Peu de jeunes de 18 ou 19 ans savent vraiment ce qu’ils veulent faire, mais il n’empêche qu’en ce moment, ils posent un des choix les plus décisifs de leur vie. Il est très tentant de se laisser guider par la grande offre de jobs dans les secteurs techniques et médicaux, mais il faut toutefois d’abord déterminer ses passions et ses centres d’intérêt.

Les diplômes médicaux et techniques sont recherchés

Pour ceux qui jettent un œil sur les offres d’emploi, le choix est en effet un jeu d’enfant. «Si vous analysez le marché du travail, ce sont surtout les filières médicales qui se portent bien.
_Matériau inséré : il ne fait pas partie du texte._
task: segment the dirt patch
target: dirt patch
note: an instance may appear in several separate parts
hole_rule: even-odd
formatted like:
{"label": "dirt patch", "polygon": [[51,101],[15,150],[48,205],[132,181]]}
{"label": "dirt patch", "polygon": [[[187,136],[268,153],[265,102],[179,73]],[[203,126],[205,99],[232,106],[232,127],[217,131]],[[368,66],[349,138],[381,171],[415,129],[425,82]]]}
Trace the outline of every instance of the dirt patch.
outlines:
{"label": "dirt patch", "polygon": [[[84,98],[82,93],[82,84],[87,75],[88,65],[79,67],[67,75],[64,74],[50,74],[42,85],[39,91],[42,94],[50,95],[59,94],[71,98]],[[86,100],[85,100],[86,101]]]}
La dentisterie vient en première place, mais la médecine fait aussi un très bon score. Ensuite, la kinésithérapie a aussi le vent en poupe en raison du vieillissement de la population», précise Vivian Roks.
«Si le monde médical ne vous intéresse pas, vous pouvez aussi envisager une filière technique. Ingénieur civil est toujours une option sûre, comme aussi ingénieur industriel ou n’importe quel profil technique. L’électromécanique, une formation que l’on peut suivre dans l’enseignement secondaire, est aussi un diplôme très demandé», poursuit-elle.

It’s a digital world

Si vous ne trouvez pas là votre bonheur, vous pouvez envisager une filière économique ou le secteur TIC. «La numérisation commence aussi à imprégner le marché du travail. Les spécialistes des TIC sont fort demandés, mais aussi les personnes douées pour le numérique. Je songe par exemple dans ce cas aux marketeurs sociaux», clarifie-t-elle.
Enfin, Vivian Roks a aussi de bonnes nouvelles pour ceux qui sont sur le point de trancher. «Le marché du travail se porte nettement mieux qu’il y a quelques années. Il y a de nouveau plus de travail, si bien que les employeurs sont plus flexibles et ont moins d’exigences qu’avant. Le bon diplôme et la bonne mentalité suffisent déjà souvent pour avoir une chance de décrocher le job», conclut-elle.